Afghanistan’s economy had already been struggling due to corruption, cuts in foreign aid and a near run on the banks in the days prior to the Taliban’s arrival last week.

Ghani says the Taliban must do everything they can to engage with entrepreneurs and investors as, in a cash-based economy, this mix of business closures and a lack of paper money can lead to a serious economic shock.

Throughout Saturday afternoon, Ghani could be heard responding to WhatsApp voice messages in Pashto, Dari and English, trying to encourage investors and leading figures not to give up hope or worse, abandon the country in its hour of need.

“We can’t let this country go back to death and destruction,” he could be heard saying into his iPhone as message after message came in from Afghanistan and abroad.

Meanwhile, the Taliban has yet to announce the official formation of a new government and Ghani said the group’s leadership has openly acknowledged to him that they need assistance in running the country.

He said it is vital that capable and well-educated people remain open to working with a potential Taliban government.

“[The Taliban] know security. They can handle that very well, but a government is more than security, and that’s where the educated classes can help,” he told Al Jazeera.

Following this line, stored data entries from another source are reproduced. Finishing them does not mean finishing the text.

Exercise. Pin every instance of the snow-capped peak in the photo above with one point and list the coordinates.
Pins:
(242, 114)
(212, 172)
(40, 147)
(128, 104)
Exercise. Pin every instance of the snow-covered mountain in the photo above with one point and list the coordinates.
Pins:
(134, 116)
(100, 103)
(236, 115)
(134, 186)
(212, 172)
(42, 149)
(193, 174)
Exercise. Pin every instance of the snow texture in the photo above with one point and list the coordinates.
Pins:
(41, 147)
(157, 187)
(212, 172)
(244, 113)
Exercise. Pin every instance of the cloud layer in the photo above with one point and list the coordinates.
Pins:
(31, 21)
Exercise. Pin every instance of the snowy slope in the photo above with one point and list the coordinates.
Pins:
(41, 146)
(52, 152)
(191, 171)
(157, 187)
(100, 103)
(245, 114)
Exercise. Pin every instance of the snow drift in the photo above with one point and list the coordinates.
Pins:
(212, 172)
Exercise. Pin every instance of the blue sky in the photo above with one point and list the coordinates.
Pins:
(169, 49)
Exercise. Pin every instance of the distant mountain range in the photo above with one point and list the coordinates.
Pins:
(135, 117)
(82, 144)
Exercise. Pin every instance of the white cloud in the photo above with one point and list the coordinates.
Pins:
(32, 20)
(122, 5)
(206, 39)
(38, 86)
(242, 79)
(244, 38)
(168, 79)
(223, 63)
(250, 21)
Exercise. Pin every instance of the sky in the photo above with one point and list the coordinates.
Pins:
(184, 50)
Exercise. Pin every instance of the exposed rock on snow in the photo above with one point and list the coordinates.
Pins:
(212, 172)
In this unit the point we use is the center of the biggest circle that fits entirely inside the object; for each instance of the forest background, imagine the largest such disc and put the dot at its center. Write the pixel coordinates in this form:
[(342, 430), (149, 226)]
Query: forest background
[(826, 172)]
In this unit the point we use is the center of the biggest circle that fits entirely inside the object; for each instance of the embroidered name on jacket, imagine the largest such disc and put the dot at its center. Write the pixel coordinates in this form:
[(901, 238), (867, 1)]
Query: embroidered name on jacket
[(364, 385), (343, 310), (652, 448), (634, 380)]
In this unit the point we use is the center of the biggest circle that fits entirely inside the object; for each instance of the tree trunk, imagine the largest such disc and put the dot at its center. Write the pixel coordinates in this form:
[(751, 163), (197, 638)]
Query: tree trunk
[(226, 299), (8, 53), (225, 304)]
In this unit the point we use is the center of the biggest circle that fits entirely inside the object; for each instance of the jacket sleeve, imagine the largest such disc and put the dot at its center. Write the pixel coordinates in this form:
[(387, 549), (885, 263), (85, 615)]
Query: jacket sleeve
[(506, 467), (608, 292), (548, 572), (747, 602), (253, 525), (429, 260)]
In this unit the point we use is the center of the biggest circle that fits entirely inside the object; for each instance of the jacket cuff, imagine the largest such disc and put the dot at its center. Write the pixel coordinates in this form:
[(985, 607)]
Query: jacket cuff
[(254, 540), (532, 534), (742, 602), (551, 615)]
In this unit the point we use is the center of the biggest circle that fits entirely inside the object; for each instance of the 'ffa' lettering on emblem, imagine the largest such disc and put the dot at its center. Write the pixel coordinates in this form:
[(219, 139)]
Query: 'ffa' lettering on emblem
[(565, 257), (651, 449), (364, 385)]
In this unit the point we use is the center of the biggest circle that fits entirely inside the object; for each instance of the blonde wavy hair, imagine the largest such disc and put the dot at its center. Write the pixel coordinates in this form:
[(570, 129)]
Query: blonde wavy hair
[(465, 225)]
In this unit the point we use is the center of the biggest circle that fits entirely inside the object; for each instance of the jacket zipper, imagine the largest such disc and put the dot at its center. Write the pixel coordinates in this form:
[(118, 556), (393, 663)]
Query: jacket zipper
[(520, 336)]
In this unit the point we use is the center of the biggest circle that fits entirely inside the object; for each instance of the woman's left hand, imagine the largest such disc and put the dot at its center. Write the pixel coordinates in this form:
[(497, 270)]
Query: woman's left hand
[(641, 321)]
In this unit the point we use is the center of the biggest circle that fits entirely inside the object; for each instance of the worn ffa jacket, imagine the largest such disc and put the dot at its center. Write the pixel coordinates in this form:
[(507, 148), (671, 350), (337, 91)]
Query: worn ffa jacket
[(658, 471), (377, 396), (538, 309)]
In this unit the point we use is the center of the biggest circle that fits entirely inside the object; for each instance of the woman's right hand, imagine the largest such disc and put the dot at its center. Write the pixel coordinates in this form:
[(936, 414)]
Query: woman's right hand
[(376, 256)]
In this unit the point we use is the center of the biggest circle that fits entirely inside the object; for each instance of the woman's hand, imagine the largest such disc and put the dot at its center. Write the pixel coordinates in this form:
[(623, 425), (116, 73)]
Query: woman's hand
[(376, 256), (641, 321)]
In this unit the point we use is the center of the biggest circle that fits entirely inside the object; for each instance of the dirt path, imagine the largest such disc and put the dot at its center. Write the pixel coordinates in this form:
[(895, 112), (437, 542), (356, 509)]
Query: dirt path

Now that the Taliban has arrived in Kabul, Ghani’s biggest fear is a repeat of the civil war that nearly destroyed Kabul in the 1990s. To avoid this, he says the leadership of the country should reach out to the Taliban for a peaceful resolution. This includes influential figures from all of the nation’s ethnicities and geographic regions.

Throughout the day Al Jazeera spent with him, Ghani held face-to-face meetings with entrepreneurs and former government officials to encourage them not to give up on the country and to rise to the occasion.

“This is the hour of the need of the Afghans,” he said.